As an example, consider the NOOPTransformTest developed as ane example of the testing framework.

from typing import Tuple

import pyarrow as pa
from data_processing.test_support import AbstractTransformTest
from noop_transform import NOOPTransform

# Define the test input and expected outputs
table = pa.Table.from_pydict({"name": pa.array(["Tom"]), "age": pa.array([23])})
expected_table = table  # We're a noop after all.
expected_metadata_list = [{"nfiles": 1, "nrows": 1}, {}]  # transform() result  # flush() result


class TestNOOPTransform(AbstractTransformTest):

  # Define the method that provides the test fixtures to the test from the super class.
  def get_test_transform_fixtures(self) -> list[Tuple]:
    fixtures = [
      (NOOPTransform({"sleep": 0}), [table], [expected_table], expected_metadata_list),
      (NOOPTransform({"sleep": 1}), [table], [expected_table], expected_metadata_list),
    ]
    return fixtures
In the above we use the NOOPTransform to process the single input table, to produce the expected table expected_table and list of metadata in expected_metadata_list, The NOOPTransform has no configuration that effects the transformation of input to output. However, in general this will not be the case and a transform may have different configurations and associated test data. For example, a transform might be configurable to use different models and perhaps as a result have different results.

Once the test class is defined you may run the test from your IDE or from the command line...
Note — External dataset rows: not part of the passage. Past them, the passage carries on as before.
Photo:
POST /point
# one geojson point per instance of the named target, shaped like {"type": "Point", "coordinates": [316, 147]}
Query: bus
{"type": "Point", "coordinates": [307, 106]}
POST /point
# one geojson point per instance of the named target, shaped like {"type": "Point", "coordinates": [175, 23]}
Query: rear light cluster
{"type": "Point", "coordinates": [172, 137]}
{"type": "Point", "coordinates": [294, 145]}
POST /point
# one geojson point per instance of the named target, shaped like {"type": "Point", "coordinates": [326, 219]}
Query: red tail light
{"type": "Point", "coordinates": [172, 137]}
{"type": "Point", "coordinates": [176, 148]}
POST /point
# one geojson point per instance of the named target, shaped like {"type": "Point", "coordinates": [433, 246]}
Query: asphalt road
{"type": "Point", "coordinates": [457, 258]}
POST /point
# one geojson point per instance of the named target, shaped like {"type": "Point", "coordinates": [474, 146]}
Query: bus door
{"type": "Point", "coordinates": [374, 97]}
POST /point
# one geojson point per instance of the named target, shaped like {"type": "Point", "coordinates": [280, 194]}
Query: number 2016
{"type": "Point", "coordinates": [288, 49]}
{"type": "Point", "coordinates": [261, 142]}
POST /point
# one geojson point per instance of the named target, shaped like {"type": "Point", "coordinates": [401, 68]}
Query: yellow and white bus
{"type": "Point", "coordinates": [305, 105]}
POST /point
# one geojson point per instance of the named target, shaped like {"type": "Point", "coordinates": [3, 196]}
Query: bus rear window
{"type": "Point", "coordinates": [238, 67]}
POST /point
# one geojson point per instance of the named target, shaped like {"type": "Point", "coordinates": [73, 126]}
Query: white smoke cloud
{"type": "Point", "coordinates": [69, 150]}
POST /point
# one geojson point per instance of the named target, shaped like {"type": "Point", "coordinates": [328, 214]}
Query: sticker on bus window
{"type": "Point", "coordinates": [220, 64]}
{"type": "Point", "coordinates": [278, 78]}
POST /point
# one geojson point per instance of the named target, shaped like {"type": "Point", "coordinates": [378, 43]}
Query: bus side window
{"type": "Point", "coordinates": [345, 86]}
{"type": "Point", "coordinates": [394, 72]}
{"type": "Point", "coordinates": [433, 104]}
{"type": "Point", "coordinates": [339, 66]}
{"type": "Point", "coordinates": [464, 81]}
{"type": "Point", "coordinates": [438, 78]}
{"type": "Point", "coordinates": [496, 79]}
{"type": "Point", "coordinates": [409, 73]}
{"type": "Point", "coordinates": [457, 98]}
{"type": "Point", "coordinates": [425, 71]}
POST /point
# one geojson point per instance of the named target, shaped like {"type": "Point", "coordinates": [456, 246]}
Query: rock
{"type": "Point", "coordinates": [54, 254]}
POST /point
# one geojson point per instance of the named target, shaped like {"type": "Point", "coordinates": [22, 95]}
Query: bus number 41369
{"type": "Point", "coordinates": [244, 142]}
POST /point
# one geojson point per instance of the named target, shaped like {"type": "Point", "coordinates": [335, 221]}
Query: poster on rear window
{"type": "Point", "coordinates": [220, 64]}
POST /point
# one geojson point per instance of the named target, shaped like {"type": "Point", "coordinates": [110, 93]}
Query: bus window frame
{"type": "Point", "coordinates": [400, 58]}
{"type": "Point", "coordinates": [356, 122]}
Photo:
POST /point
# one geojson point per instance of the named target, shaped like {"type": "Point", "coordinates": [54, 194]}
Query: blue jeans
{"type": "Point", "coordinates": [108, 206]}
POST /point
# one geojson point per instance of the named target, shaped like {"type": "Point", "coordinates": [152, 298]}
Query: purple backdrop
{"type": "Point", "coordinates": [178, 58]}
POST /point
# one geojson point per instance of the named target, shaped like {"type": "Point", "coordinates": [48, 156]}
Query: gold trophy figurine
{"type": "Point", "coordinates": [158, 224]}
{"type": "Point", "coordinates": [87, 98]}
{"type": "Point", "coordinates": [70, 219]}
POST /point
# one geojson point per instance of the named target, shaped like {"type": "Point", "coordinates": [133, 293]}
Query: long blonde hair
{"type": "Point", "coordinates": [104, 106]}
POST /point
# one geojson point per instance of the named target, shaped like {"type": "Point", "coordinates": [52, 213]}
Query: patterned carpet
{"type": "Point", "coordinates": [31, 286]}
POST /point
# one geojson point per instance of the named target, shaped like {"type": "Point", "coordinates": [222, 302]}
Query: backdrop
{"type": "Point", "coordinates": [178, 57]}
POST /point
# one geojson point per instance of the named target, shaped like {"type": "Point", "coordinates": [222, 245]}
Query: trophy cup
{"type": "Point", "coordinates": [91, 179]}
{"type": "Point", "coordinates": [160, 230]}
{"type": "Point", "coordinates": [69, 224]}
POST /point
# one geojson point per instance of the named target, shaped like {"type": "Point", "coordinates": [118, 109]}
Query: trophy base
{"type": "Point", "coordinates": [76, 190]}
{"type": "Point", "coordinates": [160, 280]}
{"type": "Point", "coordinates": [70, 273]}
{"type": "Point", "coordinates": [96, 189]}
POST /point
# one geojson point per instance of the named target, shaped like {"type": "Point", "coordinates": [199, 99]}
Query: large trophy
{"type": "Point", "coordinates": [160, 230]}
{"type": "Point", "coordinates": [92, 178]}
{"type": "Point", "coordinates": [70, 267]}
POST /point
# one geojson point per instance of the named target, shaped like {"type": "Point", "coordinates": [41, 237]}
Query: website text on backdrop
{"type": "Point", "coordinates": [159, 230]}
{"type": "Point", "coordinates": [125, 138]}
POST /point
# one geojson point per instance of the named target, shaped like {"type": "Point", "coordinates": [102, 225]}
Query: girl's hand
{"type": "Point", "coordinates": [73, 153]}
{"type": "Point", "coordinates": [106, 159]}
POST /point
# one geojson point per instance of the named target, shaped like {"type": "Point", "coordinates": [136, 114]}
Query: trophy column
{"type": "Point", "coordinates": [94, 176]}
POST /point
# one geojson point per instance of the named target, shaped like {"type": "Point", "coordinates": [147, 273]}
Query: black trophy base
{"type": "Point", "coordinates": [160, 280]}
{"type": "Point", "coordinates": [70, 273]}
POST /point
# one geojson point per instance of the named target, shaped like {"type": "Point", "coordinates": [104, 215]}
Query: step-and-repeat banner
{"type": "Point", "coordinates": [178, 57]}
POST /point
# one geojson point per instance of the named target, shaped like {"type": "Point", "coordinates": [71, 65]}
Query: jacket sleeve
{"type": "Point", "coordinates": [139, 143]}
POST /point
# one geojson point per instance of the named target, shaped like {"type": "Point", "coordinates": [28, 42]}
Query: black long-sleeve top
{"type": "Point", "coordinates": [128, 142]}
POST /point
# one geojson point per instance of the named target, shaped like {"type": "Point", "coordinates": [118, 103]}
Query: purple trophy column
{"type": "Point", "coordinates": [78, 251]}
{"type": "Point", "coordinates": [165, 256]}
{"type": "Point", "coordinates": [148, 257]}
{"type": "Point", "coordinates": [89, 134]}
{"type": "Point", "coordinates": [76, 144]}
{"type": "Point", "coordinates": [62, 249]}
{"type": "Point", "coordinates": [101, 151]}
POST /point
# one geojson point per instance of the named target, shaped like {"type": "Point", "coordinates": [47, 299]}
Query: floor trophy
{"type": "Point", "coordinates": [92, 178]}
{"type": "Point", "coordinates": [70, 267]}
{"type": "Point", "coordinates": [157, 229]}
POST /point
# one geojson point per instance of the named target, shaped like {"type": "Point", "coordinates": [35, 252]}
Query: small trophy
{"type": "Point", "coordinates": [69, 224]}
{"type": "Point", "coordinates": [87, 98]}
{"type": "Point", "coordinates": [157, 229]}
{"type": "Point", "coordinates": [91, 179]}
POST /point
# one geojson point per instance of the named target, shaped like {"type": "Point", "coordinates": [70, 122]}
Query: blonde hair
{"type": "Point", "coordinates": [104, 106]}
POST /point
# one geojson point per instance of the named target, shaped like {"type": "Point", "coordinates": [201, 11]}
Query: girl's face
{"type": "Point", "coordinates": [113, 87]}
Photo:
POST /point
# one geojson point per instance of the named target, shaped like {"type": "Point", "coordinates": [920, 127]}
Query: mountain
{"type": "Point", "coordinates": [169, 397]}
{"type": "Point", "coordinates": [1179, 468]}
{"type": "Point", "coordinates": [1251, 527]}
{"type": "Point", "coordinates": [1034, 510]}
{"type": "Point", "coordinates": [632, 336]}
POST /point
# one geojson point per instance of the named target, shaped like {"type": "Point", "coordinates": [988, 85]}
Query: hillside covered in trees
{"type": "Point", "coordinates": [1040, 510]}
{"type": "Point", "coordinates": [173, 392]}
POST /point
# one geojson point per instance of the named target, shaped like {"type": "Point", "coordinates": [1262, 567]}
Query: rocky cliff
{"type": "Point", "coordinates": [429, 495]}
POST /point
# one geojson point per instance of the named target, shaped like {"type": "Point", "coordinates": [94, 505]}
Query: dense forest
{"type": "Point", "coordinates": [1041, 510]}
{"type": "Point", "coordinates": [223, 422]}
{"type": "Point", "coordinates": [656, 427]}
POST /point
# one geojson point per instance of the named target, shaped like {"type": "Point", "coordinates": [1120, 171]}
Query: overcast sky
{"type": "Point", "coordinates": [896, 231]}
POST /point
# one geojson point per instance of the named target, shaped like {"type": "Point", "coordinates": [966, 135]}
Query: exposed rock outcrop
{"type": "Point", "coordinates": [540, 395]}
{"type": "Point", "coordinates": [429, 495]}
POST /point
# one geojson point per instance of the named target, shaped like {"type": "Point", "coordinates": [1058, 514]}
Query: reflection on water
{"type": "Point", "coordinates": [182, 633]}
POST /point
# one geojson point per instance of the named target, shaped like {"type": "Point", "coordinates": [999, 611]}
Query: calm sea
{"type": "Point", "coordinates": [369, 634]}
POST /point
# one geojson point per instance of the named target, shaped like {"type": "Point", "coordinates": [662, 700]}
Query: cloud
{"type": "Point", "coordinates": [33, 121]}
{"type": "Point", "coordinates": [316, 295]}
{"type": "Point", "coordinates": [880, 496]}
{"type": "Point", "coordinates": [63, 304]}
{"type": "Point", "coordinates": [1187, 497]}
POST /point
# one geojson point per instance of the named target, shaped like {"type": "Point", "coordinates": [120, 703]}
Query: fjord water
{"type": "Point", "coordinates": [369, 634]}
% cd .../data-prep-kit/transforms/universal/noop/src
% make venv
% source venv/bin/activate
(venv)% export PYTHONPATH=.../data-prep-kit/transforms/universal/noop/src
(venv)% pytest test/test_noop.py 
================================================================================ test session starts ================================================================================
platform darwin -- Python 3.10.11, pytest-8.0.2, pluggy-1.4.0
rootdir: /Users/dawood/git/data-prep-kit/transforms/universal/noop
plugins: cov-4.1.0
collected 2 items                                                                                                                                                                   

test/test_noop.py ..                                                                                                                                                          [100%]

================================================================================= 2 passed in 0.83s =================================================================================
(venv) % 
Finally, the tests should be runnable with the Makefile as follows:
$ make test
source venv/bin/activate;           \
    export PYTHONPATH=../src:.:$PYTHONPATH; \
    cd test; pytest . 
========================================================================================== test session starts ==========================================================================================
platform darwin -- Python 3.10.11, pytest-8.0.2, pluggy-1.4.0
rootdir: /Users/dawood/git/data-prep-kit/transforms/universal/noop/test
collected 3 items                                                                                                                                                                                       

test_noop.py ..                                                                                                                                                                                   [ 66%]
test_noop_launch.py .                                                                                                                                                                             [100%]

========================================================================================== 3 passed in 17.15s ===========================================================================================
$
Note that the venv was activated for you as part of running the test.